Pues si estoy aquí es porque me fascinó Umbría y es curioso contemplar, a nivel editorial, otro momento para el género del terror literario en España con figuras como la de Eximeno o Jasso.
La novela corta que da título a la pequeña antología se siente muy amateur. Escrita en «lenguaje de escritores». A mí, a día de hoy, en el género, en España, leer «rostro demudado» me saca de lo que estoy leyendo. Solo se habla así en los libros, es más, diría que en las TRADUCCIONES de libros. La voz se siente impostada y buena parte de lo que «está sucediendo» se siente tan previsible que cuando llegan algunas de las revelaciones es «No, si ya».

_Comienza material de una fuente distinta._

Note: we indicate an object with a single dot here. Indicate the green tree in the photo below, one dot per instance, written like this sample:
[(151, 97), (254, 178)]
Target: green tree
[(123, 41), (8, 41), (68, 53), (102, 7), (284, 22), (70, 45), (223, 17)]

Me ha parecido todo muy «ortodoxo», como digo, desarrollándose en el «mundo de los relatos de terror y fantasía» y no en el mundo real. Hay una capa producida por un lenguaje poco natural que es hacer ver siempre el relato como a través de una cortina que impide acercarse de verdad a él.
Para mí, esto es un mal muy extendido en el mundo de la literatura de fantástico-terror-ciencia-ficción española: relatos que son correctos pero podrían perfectamente figurar en una antología de los 80 estadounidense/británica. Impersonales, un poco fríos, distantes.
También me sucede con Jasso, que paradójicamente, cando habla de «tú a tú», sin el artificio literario de por medio, es cuando más me impacta.
En cualquier caso, Eximeno es un gran narrador, que te sabe llevar de un sitio a otro. Aparte de que es majísimo y también me encanta cuando escribe «de tú a tú».
Me han funcionado mejor los relatos cortos, especialmente el de La séptima galería. Todos tratan el mismo tema, el reemplazo.
El de Islas de agua dulce es sorprendentemente profundo a nivel emocional, lástima que no parezca lo bastante bien atado al giro del relato, que va por unos derroteros interesantes. Pero se siente deshilvanado en ese sentido.
Le daría más nota si no ocupara tanto espacio la noveleta que da título a la antología. En mi opinión, necesitaba un pulido. En cualquier caso, ir de la mano con Eximeno nunca resulta pesado.